Since the end of 2012, price action on USD/CAD has been extremely bullish but as of late, it appears to have formed critical resistance after making a 6-year high at 1.2834. The collapse with oil prices, Canada’s largest export, have greatly contributed to weakening the loonie. Since oil prices have rebounded for three consecutive weeks, the Canadian dollar may catch a bid here if price can stay below the 50-day SMA.
The USD/CAD daily chart shown above highlights a triple-top pattern that is currently respecting 1.2830 zone. The first key high occurred at the end of January, roughly a week after the Bank of Canada surprised the markets by cutting the overnight rate to 0.75% from 1.0%. Expectations are for the Bank to keep rates steady at April 15th monetary policy meeting. While economic data from Canada has remained weak since the last meeting, the rebound in oil prices will likely help ease declining inflation concerns.
Critical support comes from the heavily tested and respected 1.2400 handle.

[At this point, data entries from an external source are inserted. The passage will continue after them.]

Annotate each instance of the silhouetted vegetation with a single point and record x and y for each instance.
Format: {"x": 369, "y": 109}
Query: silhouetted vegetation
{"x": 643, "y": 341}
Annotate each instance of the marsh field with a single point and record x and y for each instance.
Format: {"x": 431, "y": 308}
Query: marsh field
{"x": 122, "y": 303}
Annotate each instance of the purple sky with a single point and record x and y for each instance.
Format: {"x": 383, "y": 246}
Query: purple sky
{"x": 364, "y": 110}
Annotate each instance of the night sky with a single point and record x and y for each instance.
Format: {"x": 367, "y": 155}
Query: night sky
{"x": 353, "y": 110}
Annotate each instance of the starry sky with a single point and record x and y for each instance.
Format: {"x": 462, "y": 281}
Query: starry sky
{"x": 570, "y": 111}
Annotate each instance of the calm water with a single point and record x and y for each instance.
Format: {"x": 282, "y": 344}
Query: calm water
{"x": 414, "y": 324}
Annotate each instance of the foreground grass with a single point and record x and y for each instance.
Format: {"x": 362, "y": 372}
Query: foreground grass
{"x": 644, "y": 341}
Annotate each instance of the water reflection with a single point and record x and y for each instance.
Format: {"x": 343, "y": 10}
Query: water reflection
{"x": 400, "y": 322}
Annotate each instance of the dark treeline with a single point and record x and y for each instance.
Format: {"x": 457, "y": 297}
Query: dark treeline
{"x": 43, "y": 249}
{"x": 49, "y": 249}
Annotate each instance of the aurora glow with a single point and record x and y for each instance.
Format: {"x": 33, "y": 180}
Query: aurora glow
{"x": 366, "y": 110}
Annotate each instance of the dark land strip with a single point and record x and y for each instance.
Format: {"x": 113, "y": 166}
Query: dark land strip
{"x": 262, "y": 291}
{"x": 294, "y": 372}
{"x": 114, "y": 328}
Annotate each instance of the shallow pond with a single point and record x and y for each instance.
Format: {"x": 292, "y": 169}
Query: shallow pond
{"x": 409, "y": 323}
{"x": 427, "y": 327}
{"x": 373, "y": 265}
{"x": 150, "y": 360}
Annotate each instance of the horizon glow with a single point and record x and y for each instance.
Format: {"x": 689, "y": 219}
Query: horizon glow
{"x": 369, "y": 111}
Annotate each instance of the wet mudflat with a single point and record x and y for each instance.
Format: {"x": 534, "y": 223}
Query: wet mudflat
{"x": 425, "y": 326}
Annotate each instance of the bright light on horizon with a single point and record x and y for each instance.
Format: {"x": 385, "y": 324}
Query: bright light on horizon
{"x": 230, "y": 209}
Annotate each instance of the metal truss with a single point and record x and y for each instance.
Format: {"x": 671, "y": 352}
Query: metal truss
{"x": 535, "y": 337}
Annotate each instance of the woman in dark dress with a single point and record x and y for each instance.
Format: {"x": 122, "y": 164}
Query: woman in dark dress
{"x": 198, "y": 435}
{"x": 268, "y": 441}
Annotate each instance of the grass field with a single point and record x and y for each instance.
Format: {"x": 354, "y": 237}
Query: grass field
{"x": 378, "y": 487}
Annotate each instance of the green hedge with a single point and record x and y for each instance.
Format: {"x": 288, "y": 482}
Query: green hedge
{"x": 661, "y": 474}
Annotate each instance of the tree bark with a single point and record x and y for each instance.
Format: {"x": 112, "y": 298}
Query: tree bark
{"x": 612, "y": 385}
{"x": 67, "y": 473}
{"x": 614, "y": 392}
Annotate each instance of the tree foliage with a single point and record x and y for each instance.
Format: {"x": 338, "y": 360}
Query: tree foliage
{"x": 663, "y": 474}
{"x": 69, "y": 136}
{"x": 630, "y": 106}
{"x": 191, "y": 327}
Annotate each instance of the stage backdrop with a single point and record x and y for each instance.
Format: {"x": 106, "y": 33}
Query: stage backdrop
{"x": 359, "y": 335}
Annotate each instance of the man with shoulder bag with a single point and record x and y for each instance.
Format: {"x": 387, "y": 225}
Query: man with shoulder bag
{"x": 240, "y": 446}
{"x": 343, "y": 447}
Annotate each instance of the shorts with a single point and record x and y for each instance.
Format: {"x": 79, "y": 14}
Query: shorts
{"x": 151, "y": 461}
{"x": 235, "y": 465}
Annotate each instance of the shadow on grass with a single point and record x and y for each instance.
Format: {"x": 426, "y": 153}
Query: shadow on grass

Below this level, further support may come from 1.2311 and 1.1988, which are both the 23.6% and 38.2% Fibonacci retracement levels of the 1.06 to 1.28 rally. A test of one of these noted levels may need to occur before we see a resumption of the strong US dollar trend.
The trade: Short USD/CAD at 1.2380, with a stop loss at 1.2450, and a take profit at 1.2240. The Risk/Reward Ratio is 1:2.